UTF8 functions for working with strings


Can be created with:

Lib.Sys.Utf8.new(size)

Allocate a new Utf8 buffer using an optional bytes size.

size - bytes size. For nil value space for utf8 buffer will not be reserved


Created Utf8 object has methods:

addChar(c)

Add the given UTF8 character code to the buffer.

c - utf8 char code (int)

toString()

Returns the buffer converted to a String.



Static methods:

Lib.Sys.Utf8.encode(s)

Encode the input ISO string s into the corresponding UTF8 one.

s - ISO string

Lib.Sys.Utf8.decode(s)

Decode an UTF8 string s back to an ISO string. Throw an exception if a given UTF8 character is not supported by the decoder.

s - UTF8 string

Lib.Sys.Utf8.iter(s, chars)

Call the chars function for each UTF8 char of the string s.

s - UTF8 string

chars - function for iteration

Lib.Sys.Utf8.charCodeAt(sindex)

Returns the character code at position index of this UTF8 String s.

If index is negative or exceeds .length, nil is returned.

s - UTF8 string

index - char position in s string

Lib.Sys.Utf8.validate(s)

Tells if the String s is correctly encoded as UTF8.

s - any string

Lib.Sys.Utf8.length(s)

Returns the number of UTF8 chars of the string s.

s - UTF8 string

Lib.Sys.Utf8.compare(ab)

Compare two UTF8 strings a and b, character by character.

a - UTF8 string

b - UTF8 string

Lib.Sys.Utf8.sub(sposlen)

Returns len characters of this string s, starting at position pos.

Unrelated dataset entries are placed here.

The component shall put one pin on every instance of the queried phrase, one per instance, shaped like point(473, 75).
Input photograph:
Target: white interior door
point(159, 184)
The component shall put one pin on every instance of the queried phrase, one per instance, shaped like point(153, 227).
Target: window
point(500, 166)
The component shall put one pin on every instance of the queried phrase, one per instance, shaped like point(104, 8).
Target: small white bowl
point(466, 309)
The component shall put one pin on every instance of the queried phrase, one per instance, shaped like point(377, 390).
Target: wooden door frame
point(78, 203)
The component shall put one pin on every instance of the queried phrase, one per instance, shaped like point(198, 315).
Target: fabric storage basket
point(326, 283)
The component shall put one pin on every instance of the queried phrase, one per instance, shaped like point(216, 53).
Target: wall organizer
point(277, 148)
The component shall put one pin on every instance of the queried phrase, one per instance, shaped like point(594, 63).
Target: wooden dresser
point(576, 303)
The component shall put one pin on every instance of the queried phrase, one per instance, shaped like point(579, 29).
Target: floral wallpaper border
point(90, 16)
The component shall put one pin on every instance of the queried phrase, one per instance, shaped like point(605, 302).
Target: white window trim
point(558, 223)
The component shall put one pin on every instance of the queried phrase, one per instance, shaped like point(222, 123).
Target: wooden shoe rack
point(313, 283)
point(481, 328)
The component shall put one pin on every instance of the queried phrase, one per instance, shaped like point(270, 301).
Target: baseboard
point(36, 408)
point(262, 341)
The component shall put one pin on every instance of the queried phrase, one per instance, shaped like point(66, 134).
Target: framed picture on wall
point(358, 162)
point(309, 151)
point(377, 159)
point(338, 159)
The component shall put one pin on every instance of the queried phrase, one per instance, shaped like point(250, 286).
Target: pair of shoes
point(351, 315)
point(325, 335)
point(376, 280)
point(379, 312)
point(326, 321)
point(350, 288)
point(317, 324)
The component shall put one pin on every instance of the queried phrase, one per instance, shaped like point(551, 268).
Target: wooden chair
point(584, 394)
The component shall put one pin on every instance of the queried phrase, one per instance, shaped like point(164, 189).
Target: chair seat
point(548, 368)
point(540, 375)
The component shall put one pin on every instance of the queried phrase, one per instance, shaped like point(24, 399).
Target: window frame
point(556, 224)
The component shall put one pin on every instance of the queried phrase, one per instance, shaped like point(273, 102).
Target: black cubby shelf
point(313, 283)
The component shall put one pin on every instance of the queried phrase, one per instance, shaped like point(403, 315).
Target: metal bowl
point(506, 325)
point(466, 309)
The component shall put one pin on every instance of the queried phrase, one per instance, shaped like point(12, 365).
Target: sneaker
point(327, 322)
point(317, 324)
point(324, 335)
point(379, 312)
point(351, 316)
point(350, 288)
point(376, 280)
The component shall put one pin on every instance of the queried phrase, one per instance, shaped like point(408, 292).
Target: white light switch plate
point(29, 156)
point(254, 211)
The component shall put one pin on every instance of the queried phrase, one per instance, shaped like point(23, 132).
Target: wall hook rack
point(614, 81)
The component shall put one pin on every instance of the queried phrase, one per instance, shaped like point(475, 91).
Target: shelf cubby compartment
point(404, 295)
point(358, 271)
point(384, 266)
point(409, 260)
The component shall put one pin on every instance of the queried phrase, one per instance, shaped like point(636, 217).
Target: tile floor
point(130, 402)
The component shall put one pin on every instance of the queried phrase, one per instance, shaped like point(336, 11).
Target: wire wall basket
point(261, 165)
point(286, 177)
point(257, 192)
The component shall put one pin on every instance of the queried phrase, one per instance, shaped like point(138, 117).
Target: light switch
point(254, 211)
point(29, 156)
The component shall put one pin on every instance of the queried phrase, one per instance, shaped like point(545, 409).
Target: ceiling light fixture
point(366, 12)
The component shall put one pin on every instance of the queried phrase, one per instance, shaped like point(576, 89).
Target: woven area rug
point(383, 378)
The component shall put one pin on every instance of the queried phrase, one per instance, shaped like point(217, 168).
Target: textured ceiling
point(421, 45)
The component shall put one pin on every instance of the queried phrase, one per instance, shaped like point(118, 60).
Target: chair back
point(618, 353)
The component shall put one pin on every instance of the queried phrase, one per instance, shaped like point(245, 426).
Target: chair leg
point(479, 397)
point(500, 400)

If len is omitted, all characters from position pos to the end of this string are included.

If pos is negative, its value is calculated from the end of this string by this .length(s) + pos. If this yields a negative value, 0 is used instead.

If the calculated position + len exceeds .length(s), the characters from that position to the end of this string are returned.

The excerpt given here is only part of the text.